Le peuple attend une prise en charge stricte sur les cas de détournements, fautes de gestion et dépenses hors covid décelés par les vérificateurs de la Cour des comptes. Et sur ce registre, Aminata Touré et Guy Marius Sagna comptent porter l’estocade au Président Macky Sall et à son régime qui usent d’entourloupes pour dépasser cette situation alambiquée. Ils ont perdu la face devant les populations, la société civile et les partenaires financiers et techniques du Sénégal. Mais ils semblent verser dans le déni puisque le contexte politique, avec une présidentielle en vue et un opposant tenace, Ousmane Sonko, ne leur sont pas favorables. D’autant plus que le patron de Pastef avait averti sur l’impératif d’une transparence dans la gestion de cette manne, au sortir d’une audience avec le Chef de l’État. Les pratiques du régime, in fine, lui ont donné raison sur toute la ligne. Un coup de popularité et de légitimité pour le maire de Ziguinchor! En jouant dans le dilatoire, l’Exécutif est en train de perdre des plumes dans cette affaire. Le ministre de la Justice, Ismaïla Madior Fall, après le ministre Mansour Faye, est en train de déconstruire les recommandations de la Cour des comptes. Elle n’a pas le pouvoir de demander des informations judiciaires fait croire le Garde des Sceaux. C’est à croire que cette affaire risque de ne pas finir de si tôt, malgré les contre feux et les sorties médiatiques sur des affaires périphériques. En effet, les décrypteurs d’arcanes politiques, de gouvernance et autres grands-prêtres du temple médiatico-politique ne savent plus à quel saint se vouer avec ce grand chambardement au cœur de la République.
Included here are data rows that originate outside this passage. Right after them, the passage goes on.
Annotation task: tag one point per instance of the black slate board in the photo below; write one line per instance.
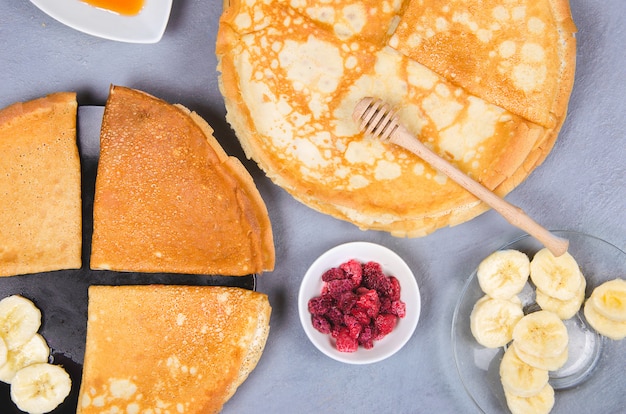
(62, 295)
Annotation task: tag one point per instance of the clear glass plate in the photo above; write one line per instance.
(147, 26)
(593, 378)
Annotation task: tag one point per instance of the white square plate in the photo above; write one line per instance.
(147, 26)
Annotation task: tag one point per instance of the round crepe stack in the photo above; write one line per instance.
(484, 85)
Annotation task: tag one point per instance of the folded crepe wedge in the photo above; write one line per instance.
(176, 349)
(291, 79)
(40, 186)
(169, 199)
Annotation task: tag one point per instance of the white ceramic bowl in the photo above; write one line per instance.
(145, 27)
(392, 265)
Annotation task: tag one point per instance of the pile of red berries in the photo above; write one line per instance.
(359, 304)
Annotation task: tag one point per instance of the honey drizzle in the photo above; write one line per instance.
(125, 7)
Le Président Macky Sall par son déni démesuré et son aveuglement vient de détruire une grande partie de son assurance vie, cette obligation de faire barrage au pouvoir Législatif, à l’opposition et à la société civile. Si l’Exécutif refuse le choix que lui propose les députés Touré et Sagna, il va en pâtir politiquement. Puisque les sénégalais, dans leur plus grande majorité, sont en attente, depuis belle lurette, de gouvernants responsables. Et surtout démocrates. Véritablement démocrates. Dans ces scandales du fonds «Force Covid-19», le peuple est roi, mais le roi est nu et il le sait.